Concerns about pay-per-mile road charging are growing as people begin to question how the Treasury plans to recover the duty lost from the decline in sales of petrol and diesel cars
Electric cars generate no fuel duty, so as their registrations continue to climb – up 38% year on year – and with the forthcoming zero-emission vehicle (ZEV) mandate likely to boost their sales still further, questions are being raised.
Fuel duty, which heavily dictates fuel pricing, is currently 52.95p per litre and is expected to earn the Treasury £24.3 billion in the 2023-24 financial year. That would represent 2.3% of all tax receipts and is equivalent to £867 per household and 0.9% of national income.
When could pay-per-mile road charging come in?
There’s no definitive answer to this. But based on estimates it made in 2022, the Office for Budget Responsibility (OBR) calculates that by 2026-27, fuel duty receipts will be £1.4bn lower than they are at present.

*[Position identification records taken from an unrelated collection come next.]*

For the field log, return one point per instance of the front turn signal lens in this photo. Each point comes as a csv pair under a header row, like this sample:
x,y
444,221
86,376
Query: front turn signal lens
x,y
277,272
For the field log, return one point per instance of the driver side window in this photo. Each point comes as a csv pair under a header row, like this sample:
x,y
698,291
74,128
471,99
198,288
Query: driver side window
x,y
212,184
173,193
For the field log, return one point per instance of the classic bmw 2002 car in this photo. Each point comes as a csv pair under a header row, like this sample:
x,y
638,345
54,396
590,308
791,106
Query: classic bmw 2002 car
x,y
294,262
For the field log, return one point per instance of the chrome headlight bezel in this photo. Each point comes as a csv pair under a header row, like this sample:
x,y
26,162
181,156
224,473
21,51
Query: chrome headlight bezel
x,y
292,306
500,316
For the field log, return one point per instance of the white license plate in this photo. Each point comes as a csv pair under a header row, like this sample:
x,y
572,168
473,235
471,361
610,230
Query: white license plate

In its estimates, the OBR acknowledges the likely existence of the ZEV mandate, which is due to go live in January 2024 and which, by 2026, will require 33% of a manufacturer’s newly registered vehicles to be EVs, rising to 38% the following year and 80% in 2030, when only EVs and hybrids can be sold in the UK.
Concerned about the decline in the £35bn annual revenue generated by both fuel duty and vehicle excise duty, which won’t be charged on EVs until April 2025, the House of Commons Transport Committee urged the Treasury and Department for Transport in February 2022 to consider proposals for maintaining tax revenues.
Stressing that the “situation is urgent”, its main proposal was to replace both duties with a road pricing mechanism that uses telematic technology to charge drivers according to distance driven.
In February this year, following a series of occasionally testy exchanges during which it was criticised for its lack of engagement with the topic, the Treasury wrote to the committee emphasising that reducing the cost of living was its priority, highlighting how it had extended the temporary 12-month cut in fuel duty of 5p per litre until April 2024 as evidence.
At the same time, it reminded the committee that EVs will attract car tax from April 2025. However, as in previous correspondence, it made no comment about the future of fuel duty or road pricing.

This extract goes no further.